# 📊 Credit Risk Analytics – Loan Default Prediction

**Author:** Ankur Jha  
**Project:** QuantLake Data Analyst Internship – Final Project

## 🧩 1. Load Dataset

In [None]:

import pandas as pd

# Replace with your actual file name after uploading to Colab / Jupyter
df = pd.read_csv("bank.csv")
df.head()


## 🧹 2. Data Cleaning

In [None]:

# Check nulls
print(df.isnull().sum())

# Convert negative experience to positive
df['Experience'] = df['Experience'].apply(lambda x: abs(x))

# Map categorical values
df['Education'] = df['Education'].map({
    'Undergrad': 0,
    'Graduate': 1,
    'Advanced/Professional': 2
})

df['Securities Account'] = df['Securities Account'].astype(int)
df['CD Account'] = df['CD Account'].astype(int)
df['Online'] = df['Online'].astype(int)
df['CreditCard'] = df['CreditCard'].astype(int)

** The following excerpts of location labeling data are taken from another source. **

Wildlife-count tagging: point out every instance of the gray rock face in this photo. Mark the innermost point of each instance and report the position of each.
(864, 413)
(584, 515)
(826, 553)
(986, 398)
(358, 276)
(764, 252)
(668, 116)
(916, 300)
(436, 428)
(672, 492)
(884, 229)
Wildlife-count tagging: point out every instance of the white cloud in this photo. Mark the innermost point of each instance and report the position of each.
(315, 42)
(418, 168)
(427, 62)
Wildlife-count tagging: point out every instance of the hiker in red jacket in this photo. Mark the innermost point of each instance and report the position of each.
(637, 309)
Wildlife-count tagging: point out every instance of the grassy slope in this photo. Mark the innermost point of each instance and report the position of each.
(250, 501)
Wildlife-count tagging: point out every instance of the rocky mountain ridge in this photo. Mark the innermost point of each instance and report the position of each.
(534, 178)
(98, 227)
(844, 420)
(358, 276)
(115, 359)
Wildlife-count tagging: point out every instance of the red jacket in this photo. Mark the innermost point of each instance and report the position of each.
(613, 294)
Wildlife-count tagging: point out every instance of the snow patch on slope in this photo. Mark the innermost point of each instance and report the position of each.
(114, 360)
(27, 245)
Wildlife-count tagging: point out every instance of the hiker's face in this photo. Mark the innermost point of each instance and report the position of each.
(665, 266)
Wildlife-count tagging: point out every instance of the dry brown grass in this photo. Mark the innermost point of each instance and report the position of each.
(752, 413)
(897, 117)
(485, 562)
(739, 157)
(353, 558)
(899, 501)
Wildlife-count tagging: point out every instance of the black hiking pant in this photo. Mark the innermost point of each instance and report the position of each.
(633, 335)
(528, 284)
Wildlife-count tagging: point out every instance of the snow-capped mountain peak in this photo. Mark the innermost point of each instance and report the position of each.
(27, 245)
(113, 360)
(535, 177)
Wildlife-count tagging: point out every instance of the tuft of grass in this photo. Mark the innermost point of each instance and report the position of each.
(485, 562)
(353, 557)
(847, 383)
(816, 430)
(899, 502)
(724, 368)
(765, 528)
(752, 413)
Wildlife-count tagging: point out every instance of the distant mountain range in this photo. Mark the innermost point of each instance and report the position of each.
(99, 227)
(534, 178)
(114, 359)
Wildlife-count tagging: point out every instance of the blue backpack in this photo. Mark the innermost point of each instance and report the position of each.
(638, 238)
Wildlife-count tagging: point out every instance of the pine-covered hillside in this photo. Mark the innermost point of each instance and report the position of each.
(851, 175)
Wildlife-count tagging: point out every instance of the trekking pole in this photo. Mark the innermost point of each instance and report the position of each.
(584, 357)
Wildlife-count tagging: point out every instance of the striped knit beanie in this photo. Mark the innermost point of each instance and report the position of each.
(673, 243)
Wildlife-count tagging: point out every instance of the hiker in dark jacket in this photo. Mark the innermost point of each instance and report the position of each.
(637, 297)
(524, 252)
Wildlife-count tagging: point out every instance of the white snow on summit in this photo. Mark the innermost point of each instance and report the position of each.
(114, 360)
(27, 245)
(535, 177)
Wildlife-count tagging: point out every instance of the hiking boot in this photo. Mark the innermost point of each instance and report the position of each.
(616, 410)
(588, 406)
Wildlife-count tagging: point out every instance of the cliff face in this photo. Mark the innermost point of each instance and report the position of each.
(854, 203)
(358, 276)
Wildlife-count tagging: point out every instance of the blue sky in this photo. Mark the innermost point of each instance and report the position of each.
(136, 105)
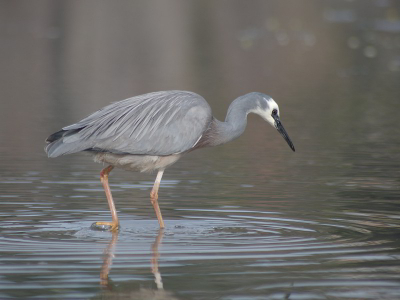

## 📊 3. Exploratory Data Analysis (EDA)

In [None]:

import matplotlib.pyplot as plt
import seaborn as sns

# Target variable distribution
sns.countplot(x='Personal Loan', data=df)
plt.title('Loan Approval Distribution')
plt.show()

# Income vs Loan Approval
sns.boxplot(x='Personal Loan', y='Income', data=df)
plt.title('Income vs Loan Approval')
plt.show()

# Correlation heatmap
plt.figure(figsize=(12, 6))
sns.heatmap(df.corr(), annot=True, cmap='coolwarm')
plt.title("Correlation Matrix")
plt.show()


## 🧠 4. Predictive Modeling (Logistic Regression)

In [None]:

from sklearn.model_selection import train_test_split
from sklearn.linear_model import LogisticRegression
from sklearn.metrics import classification_report, confusion_matrix

X = df.drop('Personal Loan', axis=1)
y = df['Personal Loan']

X_train, X_test, y_train, y_test = train_test_split(X, y, test_size=0.3, random_state=42)

model = LogisticRegression(max_iter=1000)
model.fit(X_train, y_train)
y_pred = model.predict(X_test)

print(confusion_matrix(y_test, y_pred))
print(classification_report(y_test, y_pred))


## 📌 5. Business Insights & Drivers of Default


### Top 5 Drivers of Loan Default:
1. **Income** – Higher income tends to reduce default probability.
2. **CD Account** – Customers with CD accounts have higher acceptance.
3. **Education Level** – Higher education correlates with approval.
4. **Mortgage** – High mortgage doesn't directly mean rejection.
5. **Online Banking** – Users using online facilities are more likely to get approved.

---
✅ Use this notebook to build plots, train models, and finalize insights for your GitHub repo and project submission.